Over the past 10 years, the financial services sector has grown. Today the sector is a fully fledged industry in its own right, employs hundreds if not thousands of professionals, has attracted investment to Malta and, more importantly, has avoided the pitfalls into which it could very well have fallen.
Now that Malta is in the EU, our financial services sector is anchored on the bedrock of the EU legislation, thus gaining immensely in credibility and seriousness, something which would have been far more difficult and perhaps unattainable had Malta stayed outside the EU (in which case the temptation to become a rogue country would have been irresistible).
Over the past 10 years the dockyard has changed, too. The events of the past week and the concerns raised, have perhaps highlighted the tensions that still exist there, the mutual suspicions, perhaps an outmoded economic theory still based on the Marxist ploy of playing employer against employed.
The most significant change is that Malta today has developed various elements of economic activity, a huge improvement on the 1950s and 1960s when the dockyard absorbed practically all those who did not work for the government and where eventually, its declining dependence on the British Navy saw huge job losses that led to forced emigration and much heartache. Apart from financial services, we can today count industry, tourism, and possibly other areas where people are gainfully employed and contributing to the country’s well-being.
The dockyard has shrunk from the 26,000 employed at one point by the British colonial power to the 1,700 of today.
Juxtaposing the financial services sector to the dockyards sector may lead some to support financial services as the thing of the future and to downgrade ship repair as something of the dark past. It need not be so. It is true that shipyards all over the world have learnt to do more with less. It is true there is cutthroat competition between shipyards and owners take their ship repair work to those places where they can get the work done cheaper, on time and of certifiable standards. Ship repair, however, is a prime example of Maltese skilled labour and Malta would be poorer without it.
The dockyard and dockyard workers however must understand that we are living in a changing world and keeping the work practices and strict rigidity of the past will only end up in the dockyards having to be closed down. You cannot get work without committing to a time frame and keeping it, without offering a job at rates which are competitive, with industrial action which threatens to upset schedules down the line with reverberations all around the world. And the country, beset as it is with huge financial problems, cannot afford to have a dockyard which is not paying its way.
Now that the industrial action has been called off, there is a starting-point for negotiations. Threats, whether made by workers or the government, are a poor alternative to negotiations and a flexible approach to solutions. The dockyard is no longer a Crown dependence which can still exist whether it makes money or not. On the other hand, it is a pity that the government felt it had to take a front seat once again, with all its implications, and management hiding behind the government’s ample skirts.

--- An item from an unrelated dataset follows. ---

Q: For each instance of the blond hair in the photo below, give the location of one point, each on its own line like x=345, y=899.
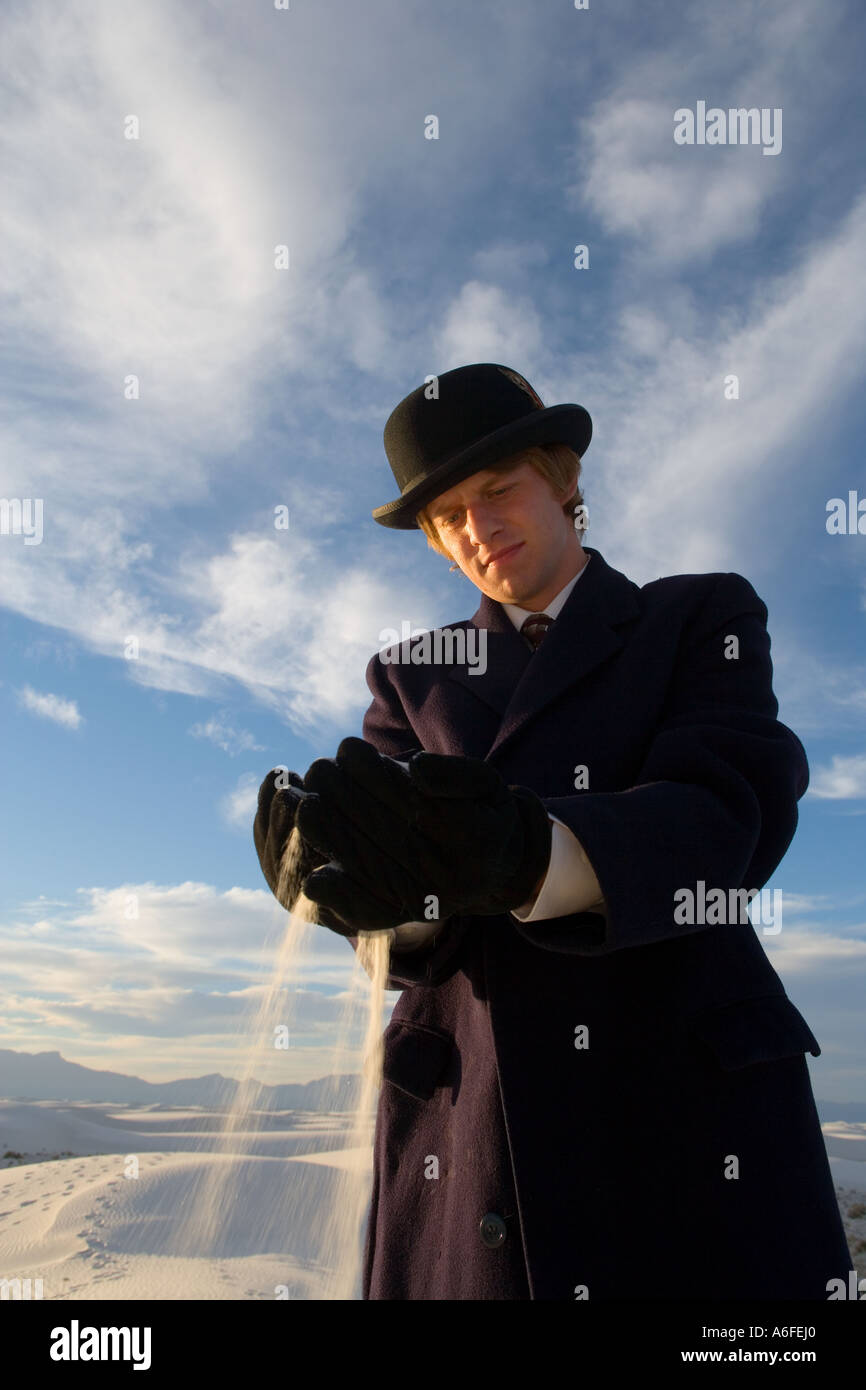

Ten years ago the financial services sector was still a baby: it has now grown into a robust adult. Ten years ago, apart from the tragedy, the dockyard was stronger in human resources but weaker in financial terms. Today, it is weaker in human resources but stronger in potential.
The two issues mentioned; that of skilled people who wanted to leave and were held back, and that of foreign workers brought in on a temporary basis, can be solved if there is goodwill on both sides. But this paper’s impression, admittedly from somewhat afar, is that what bedevils everything at the dockyard is neither politics nor agitation, but simply lack of the basic rules of human relations.
May the memory of those who died 10 years ago help all to understand that every life is precious, every worker may have a valid point to make, and that after all the shouting, all must work together in what has become a far more difficult market, where one industrial dispute can jeopardise the very existence of the dockyard.